- Native name: Peadar Ó Néill Ua Cruadhlaoich Paidir Ó Néill Ua Gruadhiaoich
- Born: 23 May 1832 Ballymacoda, County Cork, Ireland
- Died: 31 March 1867 (aged 34) Mitchelstown, County Cork, Ireland
- Buried: St. Peter in Chains churchyard, Ballymacoda 51°53′31″N 7°56′25″W﻿ / ﻿51.8919°N 7.94019472°W
- Allegiance: Irish Republican Brotherhood
- Branch: Fenian Brotherhood

= Peter O'Neill Crowley =

Irish rebel (1832–1867)

Peter O'Neill Crowley (23 May 1832 – 31 March 1867) was an Irish republican who died in the Fenian Rising of 1867.

== Early years ==
Peter O'Neill Crowley was born in Ballymacoda in 1832; his father was a farmer and his granduncle Fr. Peter O'Neill was a Catholic priest, who had been flogged after participating in the 1798 Rebellion, and later transported to Botany Bay. Peter O'Neill Crowley was a teetotaller.

==Fenian Rising==
O'Neill Crowley joined the Irish Republican Brotherhood and led a local group in Ballymacoda of about 100 men. In 1867, he took part in the Fenian Rising. Under the command of Captain John McClure, he was part of the 5 March attack on Killadoon coastguard station, with the aim of seizing weapons kept there. They took the weapons and marched towards Killeagh with prisoners, expecting to join up with units from Youghal and Midleton. However, there were only a few men to meet them; the rising was a failure in the area, in part due to snowy weather and local informers. McClure decided to disband all unarmed men, and march with the remaining men and prisoners to Castlemartyr, where the prisoners were released. With some comrades he took refuge in Kilclooney Wood. There, on 31 March, they were ambushed by British soldiers and O'Neill Crowley was injured. The Fenians were captured and taken to Mitchelstown, where O'Neill Crowley died.

==Legacy==
O'Neill Crowley was noted for his piety and the priest who administered the Last Rites noted his faith, recounting his last words: "Father, I have two loves in my heart – one for my religion, the other for my country. I am dying today for the fatherland. I could die as cheerfully for faith." O'Neill Crowley became a martyr of the rebellion. His comrades reputedly carried his body on their backs from Mitchelstown to Ballymacoda, about 57 km.

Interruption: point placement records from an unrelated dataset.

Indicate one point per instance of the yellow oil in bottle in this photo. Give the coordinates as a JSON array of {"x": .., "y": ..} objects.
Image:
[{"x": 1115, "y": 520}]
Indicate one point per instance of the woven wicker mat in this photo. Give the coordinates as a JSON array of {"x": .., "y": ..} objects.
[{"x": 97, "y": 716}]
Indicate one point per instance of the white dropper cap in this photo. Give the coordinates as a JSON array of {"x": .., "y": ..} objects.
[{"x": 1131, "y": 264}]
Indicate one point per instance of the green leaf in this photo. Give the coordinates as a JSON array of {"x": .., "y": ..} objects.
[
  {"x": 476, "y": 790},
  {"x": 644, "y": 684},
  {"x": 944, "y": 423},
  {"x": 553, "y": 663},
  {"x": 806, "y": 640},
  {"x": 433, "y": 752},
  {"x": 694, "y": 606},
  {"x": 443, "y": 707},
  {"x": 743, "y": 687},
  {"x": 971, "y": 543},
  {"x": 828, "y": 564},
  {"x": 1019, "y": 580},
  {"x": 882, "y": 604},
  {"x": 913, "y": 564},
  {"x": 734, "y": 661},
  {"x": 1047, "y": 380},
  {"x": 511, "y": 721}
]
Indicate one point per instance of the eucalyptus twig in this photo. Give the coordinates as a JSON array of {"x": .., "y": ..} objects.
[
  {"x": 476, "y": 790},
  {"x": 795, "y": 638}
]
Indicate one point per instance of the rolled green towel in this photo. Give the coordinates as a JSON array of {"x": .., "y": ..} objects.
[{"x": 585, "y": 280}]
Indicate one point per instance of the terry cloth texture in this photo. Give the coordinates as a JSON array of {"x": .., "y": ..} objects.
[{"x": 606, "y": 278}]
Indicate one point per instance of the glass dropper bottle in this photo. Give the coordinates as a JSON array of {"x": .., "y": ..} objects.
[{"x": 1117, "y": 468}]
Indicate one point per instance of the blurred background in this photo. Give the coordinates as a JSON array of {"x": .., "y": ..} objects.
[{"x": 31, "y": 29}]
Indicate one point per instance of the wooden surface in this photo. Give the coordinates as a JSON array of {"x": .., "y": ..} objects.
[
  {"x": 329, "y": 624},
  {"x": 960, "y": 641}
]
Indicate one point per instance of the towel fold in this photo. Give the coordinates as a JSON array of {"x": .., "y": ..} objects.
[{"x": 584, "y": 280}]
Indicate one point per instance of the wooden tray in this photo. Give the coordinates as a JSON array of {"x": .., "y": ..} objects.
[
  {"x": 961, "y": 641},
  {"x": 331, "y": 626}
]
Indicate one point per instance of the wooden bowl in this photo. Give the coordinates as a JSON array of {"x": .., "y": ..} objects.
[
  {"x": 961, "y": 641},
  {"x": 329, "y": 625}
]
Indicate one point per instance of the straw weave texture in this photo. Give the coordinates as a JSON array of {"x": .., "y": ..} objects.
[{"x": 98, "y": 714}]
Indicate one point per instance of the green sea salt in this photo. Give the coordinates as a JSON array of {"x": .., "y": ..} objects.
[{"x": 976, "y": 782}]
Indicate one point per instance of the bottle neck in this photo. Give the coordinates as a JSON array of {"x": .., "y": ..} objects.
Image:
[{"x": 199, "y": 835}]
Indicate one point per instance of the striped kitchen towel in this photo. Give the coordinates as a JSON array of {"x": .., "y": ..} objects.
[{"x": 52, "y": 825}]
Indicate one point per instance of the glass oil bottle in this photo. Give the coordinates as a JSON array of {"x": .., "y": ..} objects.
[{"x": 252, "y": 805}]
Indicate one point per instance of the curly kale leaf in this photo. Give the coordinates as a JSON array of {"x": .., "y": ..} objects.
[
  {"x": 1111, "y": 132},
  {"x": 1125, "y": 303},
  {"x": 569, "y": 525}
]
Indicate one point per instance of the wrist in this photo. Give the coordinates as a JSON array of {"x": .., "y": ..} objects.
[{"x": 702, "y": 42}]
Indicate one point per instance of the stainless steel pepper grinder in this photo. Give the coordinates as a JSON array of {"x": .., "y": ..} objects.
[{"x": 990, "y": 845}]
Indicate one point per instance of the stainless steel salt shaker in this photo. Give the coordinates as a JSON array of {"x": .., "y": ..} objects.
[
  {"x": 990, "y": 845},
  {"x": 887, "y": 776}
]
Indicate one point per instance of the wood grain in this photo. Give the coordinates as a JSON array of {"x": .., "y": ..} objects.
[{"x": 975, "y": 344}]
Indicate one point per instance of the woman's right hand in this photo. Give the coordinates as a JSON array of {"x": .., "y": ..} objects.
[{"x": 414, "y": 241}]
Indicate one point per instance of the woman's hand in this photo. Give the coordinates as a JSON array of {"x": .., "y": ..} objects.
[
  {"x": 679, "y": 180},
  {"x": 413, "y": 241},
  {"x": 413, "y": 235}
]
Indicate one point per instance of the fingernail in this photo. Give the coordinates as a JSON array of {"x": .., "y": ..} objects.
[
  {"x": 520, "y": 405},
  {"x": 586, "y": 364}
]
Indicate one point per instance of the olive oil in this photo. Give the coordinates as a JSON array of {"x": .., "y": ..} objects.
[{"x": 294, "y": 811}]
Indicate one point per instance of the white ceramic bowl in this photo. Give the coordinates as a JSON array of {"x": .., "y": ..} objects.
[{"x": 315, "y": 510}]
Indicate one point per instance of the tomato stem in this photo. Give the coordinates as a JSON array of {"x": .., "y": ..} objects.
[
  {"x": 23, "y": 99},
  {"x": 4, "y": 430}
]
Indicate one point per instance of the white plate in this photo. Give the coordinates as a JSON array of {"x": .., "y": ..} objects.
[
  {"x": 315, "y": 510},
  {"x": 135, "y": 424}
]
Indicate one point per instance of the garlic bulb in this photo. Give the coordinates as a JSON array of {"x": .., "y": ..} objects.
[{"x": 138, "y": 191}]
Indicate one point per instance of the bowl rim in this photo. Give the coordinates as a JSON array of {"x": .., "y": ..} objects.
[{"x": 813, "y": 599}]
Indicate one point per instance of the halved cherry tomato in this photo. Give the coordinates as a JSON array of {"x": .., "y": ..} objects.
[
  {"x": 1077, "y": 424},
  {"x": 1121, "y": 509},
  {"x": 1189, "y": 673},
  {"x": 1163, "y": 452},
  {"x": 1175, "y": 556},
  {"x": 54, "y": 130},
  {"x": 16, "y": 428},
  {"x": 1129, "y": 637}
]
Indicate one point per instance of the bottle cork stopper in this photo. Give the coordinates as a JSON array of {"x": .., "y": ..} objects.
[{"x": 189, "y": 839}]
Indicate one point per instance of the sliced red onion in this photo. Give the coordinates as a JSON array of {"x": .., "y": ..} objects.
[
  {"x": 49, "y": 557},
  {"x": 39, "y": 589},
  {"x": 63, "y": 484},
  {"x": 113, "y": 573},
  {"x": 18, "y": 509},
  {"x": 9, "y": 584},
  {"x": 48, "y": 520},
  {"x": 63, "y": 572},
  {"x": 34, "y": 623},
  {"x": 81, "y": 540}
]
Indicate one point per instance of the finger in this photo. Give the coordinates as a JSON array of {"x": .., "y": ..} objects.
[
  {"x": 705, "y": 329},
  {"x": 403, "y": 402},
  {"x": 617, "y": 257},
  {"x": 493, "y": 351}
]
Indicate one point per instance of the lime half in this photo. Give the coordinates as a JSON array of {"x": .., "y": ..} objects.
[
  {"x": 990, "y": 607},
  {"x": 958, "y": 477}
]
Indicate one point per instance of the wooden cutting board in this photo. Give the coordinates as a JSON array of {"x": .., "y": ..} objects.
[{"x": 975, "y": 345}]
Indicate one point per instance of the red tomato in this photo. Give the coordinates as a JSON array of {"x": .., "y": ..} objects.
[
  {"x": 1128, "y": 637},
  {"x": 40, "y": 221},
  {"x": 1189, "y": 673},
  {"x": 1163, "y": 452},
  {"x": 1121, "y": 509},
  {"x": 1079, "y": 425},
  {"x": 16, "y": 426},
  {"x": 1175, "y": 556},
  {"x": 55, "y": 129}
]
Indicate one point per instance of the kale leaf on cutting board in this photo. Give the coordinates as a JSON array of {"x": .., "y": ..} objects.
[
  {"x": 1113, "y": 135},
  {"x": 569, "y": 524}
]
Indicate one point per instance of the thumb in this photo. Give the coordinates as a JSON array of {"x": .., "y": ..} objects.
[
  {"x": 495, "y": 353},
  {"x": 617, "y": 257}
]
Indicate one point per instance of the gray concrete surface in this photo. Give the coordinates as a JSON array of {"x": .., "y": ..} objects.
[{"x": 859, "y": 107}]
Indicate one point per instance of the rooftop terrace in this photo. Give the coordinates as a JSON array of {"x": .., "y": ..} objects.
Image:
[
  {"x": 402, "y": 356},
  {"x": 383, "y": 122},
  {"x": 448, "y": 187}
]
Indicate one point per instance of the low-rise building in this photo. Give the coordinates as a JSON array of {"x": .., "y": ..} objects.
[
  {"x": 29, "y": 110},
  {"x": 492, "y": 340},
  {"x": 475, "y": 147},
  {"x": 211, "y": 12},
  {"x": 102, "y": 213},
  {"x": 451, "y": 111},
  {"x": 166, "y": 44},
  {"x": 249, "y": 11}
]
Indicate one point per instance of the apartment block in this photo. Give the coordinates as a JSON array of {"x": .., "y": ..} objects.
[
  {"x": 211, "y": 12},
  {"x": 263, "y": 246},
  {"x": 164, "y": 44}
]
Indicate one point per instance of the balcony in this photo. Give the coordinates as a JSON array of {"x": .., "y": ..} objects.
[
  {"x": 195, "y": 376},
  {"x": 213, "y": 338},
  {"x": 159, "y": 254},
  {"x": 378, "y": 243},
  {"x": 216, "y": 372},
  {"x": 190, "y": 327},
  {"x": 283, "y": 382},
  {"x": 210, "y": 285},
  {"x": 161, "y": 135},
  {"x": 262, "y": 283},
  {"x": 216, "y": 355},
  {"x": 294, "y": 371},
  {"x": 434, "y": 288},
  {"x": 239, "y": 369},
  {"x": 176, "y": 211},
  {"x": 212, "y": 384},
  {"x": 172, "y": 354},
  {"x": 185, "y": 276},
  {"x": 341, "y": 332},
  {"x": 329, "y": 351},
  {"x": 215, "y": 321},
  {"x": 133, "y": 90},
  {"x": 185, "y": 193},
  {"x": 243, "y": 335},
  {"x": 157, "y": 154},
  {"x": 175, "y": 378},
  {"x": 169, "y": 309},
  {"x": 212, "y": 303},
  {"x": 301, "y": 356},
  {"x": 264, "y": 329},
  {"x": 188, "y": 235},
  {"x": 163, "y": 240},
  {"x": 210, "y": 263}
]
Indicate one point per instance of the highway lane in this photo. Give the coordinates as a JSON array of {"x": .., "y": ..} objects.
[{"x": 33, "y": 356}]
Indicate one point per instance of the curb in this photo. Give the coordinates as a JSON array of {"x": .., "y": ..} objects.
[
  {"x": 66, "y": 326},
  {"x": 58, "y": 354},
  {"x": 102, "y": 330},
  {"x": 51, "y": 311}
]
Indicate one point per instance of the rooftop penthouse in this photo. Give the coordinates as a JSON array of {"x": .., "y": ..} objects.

Many places in County Cork are named for O'Neill Crowley, including:
- O'Neill Crowley Terrace, Mitchelstown
- O'Neill Crowley Street, Youghal
- O'Neill-Crowley Quay, Fermoy
- O'Neill Crowley Terrace, Castlemartyr
- O'Neill Crowley Bridge, Cork City (formerly the George IV Bridge)

In 1898 a monument to his memory was erected at Sraharla, on the road to Kilfinane, near to Kilclooney Wood. Commemorations took place in 1967 and 2000, and a viewing platform erected in 2013.

In the 1900s, the Peter O'Neill Crowley Club was founded in Clonard, Belfast. Nicknamed "the Crowley Club", they won the Antrim Senior Hurling Championship in 1903 and 1907.

A statue of O'Neill Crowley makes up part of a monument on Grand Parade, Cork.

===Song===
An Irish rebel song in his honour is recorded:

As I rambled out one evening, all in the month of June,
I strayed into an old churchyard to view a noble tomb.
I overheard an old man pray as the tears rolled from his eyes,
And it’s ‘neath that cold, cold, clay today, poor Peter Crowley lies.

And the grave where Peter Crowley lies, o'er it the grass grows green,
And underneath poor Peter sleeps because he loved the green.
It grieves my heart to see you there, a hero once in bloom,
But untimely death has brought you here to fill a silent tomb.

Oh Crowley, oh Crowley come tell to me the truth:
Who went along that night with you, to Kilcloney’s this lonely one?
Who stood beside that brave old oak and fired that signal gun?
Who fought and died for Ireland’s rights, was Crowley’s only son.

So fare thee well young Crowley, so fare thee well again.
It’s many the mile we shouldered you, through storm and through gale.
It’s many the mile we shouldered you, a storín gheal mo chroí, [Irish: "bright darling of my heart"]
Because you were a Fenian boy and died for liberty.

He is also mentioned in "Erin's Lovely Lee":

Now one of them stepped up to me and asked me did I know
The green woods of Kilclooney or the Glens of Aherlow
Or could I tell where Crowley fell his native land to free
Or the tower that Captain Mackey sacked down Erin’s lovely Lee

‘Tis I can tell where Crowley fell ‘twas in Kilclooney Woods
And the tower that Captain Mackey sacked twas was by his side I stood.
When he gave the word we raised a cheer that made the tyrants frown,
Sure we raised the green flag o’er our heads, the harp without the crown.